Escravidão humana
Mundo Cristão
Publicado em 31/05/2023

"Eu fiquei no porão 9 meses e 28 dias", conta Luana Maciel, 39, sobrevivente do tráfico internacional de pessoas. Mulher, negra e vítima de violência doméstica, ela viu na oportunidade de trabalho oferecida por um conhecido a chance de melhorar de vida. Mas não foi o que aconteceu com ela e com muitos outros brasileiros traficados nos últimos anos.

De acordo com boletim do Ministério da Saúde, de 2011 a 2019 foram registrados no Sinan (Sistema de Informação de Agravos de Notificação) 1.302 casos de tráfico de pessoas, e a pasta acredita que a pandemia agravou a situação, uma vez que aumentou a vulnerabilidade socioeconômica.

Outro levantamento, realizado por meio de uma parceria entre a OIM (Organização Internacional para as Migrações), o CNJ (Conselho Nacional de Justiça) e a Clínica de Trabalho Escravo e Tráfico de Pessoas da UFMG (Universidade Federal de Minas Gerais), ajuda a compreender melhor alguns aspectos do crime.

Os pesquisadores analisaram 144 ações penais com decisão em segunda instância e descobriram que a média de duração dos processos de tráfico internacional é de dez anos, dez meses e 16 dias. "É um absurdo", critica Lívia Miraglia, professora da UFMG e uma das coordenadoras do estudo.

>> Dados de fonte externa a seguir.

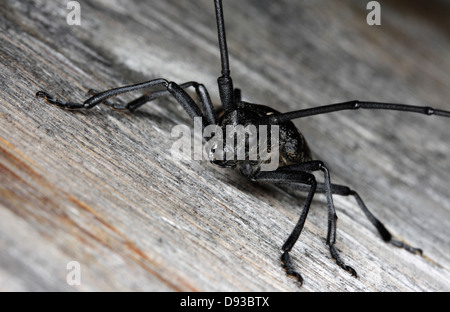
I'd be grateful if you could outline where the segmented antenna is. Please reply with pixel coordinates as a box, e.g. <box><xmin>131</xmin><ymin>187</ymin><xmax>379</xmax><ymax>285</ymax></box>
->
<box><xmin>214</xmin><ymin>0</ymin><xmax>236</xmax><ymax>112</ymax></box>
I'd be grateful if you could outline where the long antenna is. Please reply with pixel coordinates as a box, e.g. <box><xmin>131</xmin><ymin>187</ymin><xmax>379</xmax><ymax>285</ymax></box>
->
<box><xmin>214</xmin><ymin>0</ymin><xmax>236</xmax><ymax>112</ymax></box>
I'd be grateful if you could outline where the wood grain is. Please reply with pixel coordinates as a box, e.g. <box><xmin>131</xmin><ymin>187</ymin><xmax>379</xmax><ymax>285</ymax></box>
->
<box><xmin>0</xmin><ymin>0</ymin><xmax>450</xmax><ymax>291</ymax></box>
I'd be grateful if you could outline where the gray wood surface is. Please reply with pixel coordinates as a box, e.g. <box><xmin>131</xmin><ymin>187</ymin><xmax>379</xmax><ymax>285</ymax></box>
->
<box><xmin>0</xmin><ymin>0</ymin><xmax>450</xmax><ymax>291</ymax></box>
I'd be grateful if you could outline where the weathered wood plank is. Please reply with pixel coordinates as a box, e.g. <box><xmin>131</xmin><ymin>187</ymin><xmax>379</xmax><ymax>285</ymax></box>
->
<box><xmin>0</xmin><ymin>0</ymin><xmax>450</xmax><ymax>291</ymax></box>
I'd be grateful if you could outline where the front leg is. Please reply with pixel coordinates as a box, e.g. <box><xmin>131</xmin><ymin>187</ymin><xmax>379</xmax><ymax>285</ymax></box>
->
<box><xmin>36</xmin><ymin>78</ymin><xmax>217</xmax><ymax>127</ymax></box>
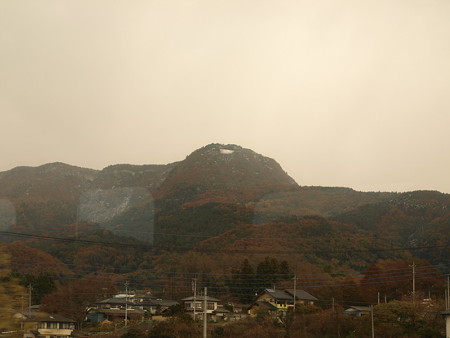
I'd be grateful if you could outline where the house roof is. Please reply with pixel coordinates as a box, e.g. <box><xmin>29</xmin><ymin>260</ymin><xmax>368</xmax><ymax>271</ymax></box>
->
<box><xmin>261</xmin><ymin>289</ymin><xmax>294</xmax><ymax>300</ymax></box>
<box><xmin>27</xmin><ymin>312</ymin><xmax>76</xmax><ymax>323</ymax></box>
<box><xmin>249</xmin><ymin>300</ymin><xmax>277</xmax><ymax>310</ymax></box>
<box><xmin>213</xmin><ymin>305</ymin><xmax>230</xmax><ymax>313</ymax></box>
<box><xmin>93</xmin><ymin>308</ymin><xmax>145</xmax><ymax>316</ymax></box>
<box><xmin>345</xmin><ymin>306</ymin><xmax>370</xmax><ymax>312</ymax></box>
<box><xmin>96</xmin><ymin>297</ymin><xmax>127</xmax><ymax>305</ymax></box>
<box><xmin>284</xmin><ymin>289</ymin><xmax>317</xmax><ymax>300</ymax></box>
<box><xmin>182</xmin><ymin>296</ymin><xmax>220</xmax><ymax>302</ymax></box>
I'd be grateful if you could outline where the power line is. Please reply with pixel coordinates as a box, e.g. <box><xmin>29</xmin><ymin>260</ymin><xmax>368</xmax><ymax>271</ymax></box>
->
<box><xmin>0</xmin><ymin>231</ymin><xmax>450</xmax><ymax>255</ymax></box>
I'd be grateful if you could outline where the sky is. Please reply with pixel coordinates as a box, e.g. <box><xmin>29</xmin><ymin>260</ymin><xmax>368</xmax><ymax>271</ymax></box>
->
<box><xmin>0</xmin><ymin>0</ymin><xmax>450</xmax><ymax>193</ymax></box>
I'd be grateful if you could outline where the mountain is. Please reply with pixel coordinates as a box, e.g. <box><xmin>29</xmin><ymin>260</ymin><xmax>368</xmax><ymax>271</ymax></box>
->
<box><xmin>157</xmin><ymin>144</ymin><xmax>298</xmax><ymax>208</ymax></box>
<box><xmin>0</xmin><ymin>144</ymin><xmax>450</xmax><ymax>269</ymax></box>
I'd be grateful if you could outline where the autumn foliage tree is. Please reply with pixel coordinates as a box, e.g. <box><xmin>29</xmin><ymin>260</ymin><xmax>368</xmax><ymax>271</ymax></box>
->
<box><xmin>360</xmin><ymin>259</ymin><xmax>444</xmax><ymax>303</ymax></box>
<box><xmin>0</xmin><ymin>248</ymin><xmax>26</xmax><ymax>332</ymax></box>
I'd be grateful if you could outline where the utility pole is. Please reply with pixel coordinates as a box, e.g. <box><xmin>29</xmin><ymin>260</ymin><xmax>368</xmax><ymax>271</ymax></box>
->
<box><xmin>370</xmin><ymin>305</ymin><xmax>375</xmax><ymax>338</ymax></box>
<box><xmin>410</xmin><ymin>261</ymin><xmax>417</xmax><ymax>305</ymax></box>
<box><xmin>125</xmin><ymin>281</ymin><xmax>128</xmax><ymax>326</ymax></box>
<box><xmin>194</xmin><ymin>278</ymin><xmax>197</xmax><ymax>321</ymax></box>
<box><xmin>203</xmin><ymin>287</ymin><xmax>208</xmax><ymax>338</ymax></box>
<box><xmin>445</xmin><ymin>274</ymin><xmax>450</xmax><ymax>310</ymax></box>
<box><xmin>28</xmin><ymin>283</ymin><xmax>33</xmax><ymax>311</ymax></box>
<box><xmin>293</xmin><ymin>274</ymin><xmax>297</xmax><ymax>317</ymax></box>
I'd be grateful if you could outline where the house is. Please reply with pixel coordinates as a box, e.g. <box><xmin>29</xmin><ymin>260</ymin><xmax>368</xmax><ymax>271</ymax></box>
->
<box><xmin>87</xmin><ymin>308</ymin><xmax>145</xmax><ymax>323</ymax></box>
<box><xmin>284</xmin><ymin>289</ymin><xmax>317</xmax><ymax>305</ymax></box>
<box><xmin>248</xmin><ymin>289</ymin><xmax>317</xmax><ymax>316</ymax></box>
<box><xmin>87</xmin><ymin>294</ymin><xmax>179</xmax><ymax>323</ymax></box>
<box><xmin>23</xmin><ymin>312</ymin><xmax>76</xmax><ymax>338</ymax></box>
<box><xmin>344</xmin><ymin>306</ymin><xmax>370</xmax><ymax>317</ymax></box>
<box><xmin>182</xmin><ymin>296</ymin><xmax>220</xmax><ymax>319</ymax></box>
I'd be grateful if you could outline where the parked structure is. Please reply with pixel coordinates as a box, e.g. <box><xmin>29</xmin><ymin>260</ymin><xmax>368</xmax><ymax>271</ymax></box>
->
<box><xmin>344</xmin><ymin>306</ymin><xmax>370</xmax><ymax>317</ymax></box>
<box><xmin>24</xmin><ymin>312</ymin><xmax>75</xmax><ymax>338</ymax></box>
<box><xmin>248</xmin><ymin>289</ymin><xmax>317</xmax><ymax>317</ymax></box>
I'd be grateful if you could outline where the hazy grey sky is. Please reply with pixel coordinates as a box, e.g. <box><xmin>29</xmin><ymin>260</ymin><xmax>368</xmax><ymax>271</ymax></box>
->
<box><xmin>0</xmin><ymin>0</ymin><xmax>450</xmax><ymax>193</ymax></box>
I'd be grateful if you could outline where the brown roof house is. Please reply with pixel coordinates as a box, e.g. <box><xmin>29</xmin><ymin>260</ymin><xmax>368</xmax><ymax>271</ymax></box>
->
<box><xmin>182</xmin><ymin>295</ymin><xmax>230</xmax><ymax>321</ymax></box>
<box><xmin>248</xmin><ymin>289</ymin><xmax>317</xmax><ymax>317</ymax></box>
<box><xmin>23</xmin><ymin>312</ymin><xmax>76</xmax><ymax>338</ymax></box>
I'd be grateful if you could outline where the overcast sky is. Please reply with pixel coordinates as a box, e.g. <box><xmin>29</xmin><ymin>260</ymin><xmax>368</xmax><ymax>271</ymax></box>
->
<box><xmin>0</xmin><ymin>0</ymin><xmax>450</xmax><ymax>193</ymax></box>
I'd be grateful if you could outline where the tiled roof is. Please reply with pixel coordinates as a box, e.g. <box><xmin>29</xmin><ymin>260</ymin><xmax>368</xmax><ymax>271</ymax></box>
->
<box><xmin>262</xmin><ymin>289</ymin><xmax>293</xmax><ymax>300</ymax></box>
<box><xmin>182</xmin><ymin>296</ymin><xmax>220</xmax><ymax>302</ymax></box>
<box><xmin>284</xmin><ymin>289</ymin><xmax>317</xmax><ymax>300</ymax></box>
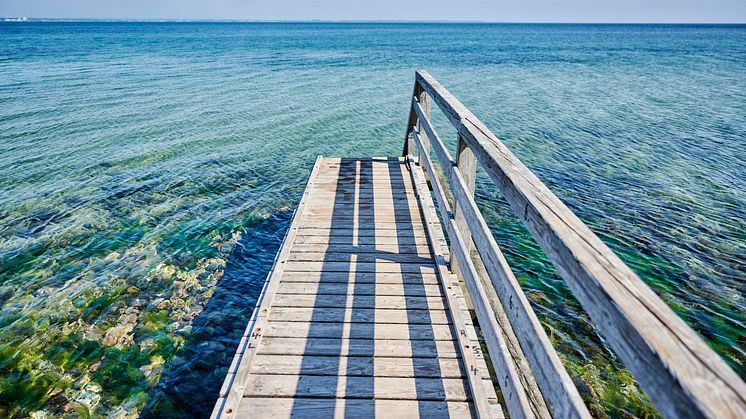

Das 714 vítimas listadas nos processos, 688 eram mulheres e 31 tinham menos de 18 anos. O principal destino das vítimas era a Espanha, seguido por Portugal, Itália, Suíça, Suriname, Estados Unidos, Israel, Guiana, Guiana Francesa, Holanda e Venezuela, e em 97,22% dos casos a finalidade do crime era a exploração sexual.

"Os traficantes trabalham principalmente com as redes sociais. Postam fotos da menina bonita que foi trabalhar fora e está vivendo uma vida luxuosa, e isso seduz as vítimas", diz a pesquisadora.

No caso de Joana (nome fictício), 29, o crime foi cometido por um casal de fazendeiros de Oklahoma (EUA). Após se candidatar a uma vaga para gerente de loja anunciada em um site de emprego, ela foi contatada pela dupla e passou cerca de três meses fazendo chamadas de vídeo para alinhar a viagem, realizada no fim de 2017.

O contato prévio com o criminoso, mesmo que pela internet, cria certo nível de confiança, e a vítima acredita nas promessas falsas, o que configura fraude. "Geralmente, as vítimas conhecem os autores e acabam confiando. Elas tentam sair de uma situação de vulnerabilidade, pobreza e sofrimento para buscar uma situação melhor e são enganadas", diz o promotor de Justiça Arthur Pinto de Lemos Junior, Secretário Especial de Políticas Criminais no Ministério Público de São Paulo.

Maciel também confiava no homem que lhe ofereceu emprego nos Estados Unidos. Ela o conheceu quando trabalhava como atendente no consulado americano em Brasília e ele chegou a participar de confraternizações de sua família. Assim, quando surgiu o convite para atuar em um escritório na Flórida, não houve suspeitas.

Após duas viagens pagas pelos recrutadores para conhecer o prédio em que ia morar e a escola em que as filhas iam estudar, Maciel se mudou em 2013 com as duas meninas, uma amiga que também trabalharia no escritório e o filho dela. 

Ela e a amiga esperaram por 40 dias o término das "obras no escritório" para que pudessem começar a trabalhar, mas passado esse tempo o que ocorreu foi a mudança do contratante para o apartamento em que elas e os filhos estavam. 

Vítima de ameaça, Maciel decidiu pedir ajuda a outro homem que havia conhecido no consulado e ele levou o grupo para a casa do pai, onde ela e a amiga foram forçadas a trabalhar como faxineiras e babás. As crianças iam para a escola, mas eram ameaçadas de morte e, com medo, não contavam nada.

 

Ficávamos no porão e só podíamos subir com a permissão dele. Não podíamos sair sozinhas, falar com vizinhos ou chegar perto das janelas. Ele guardava os nossos passaportes e o cartão de crédito da minha amiga.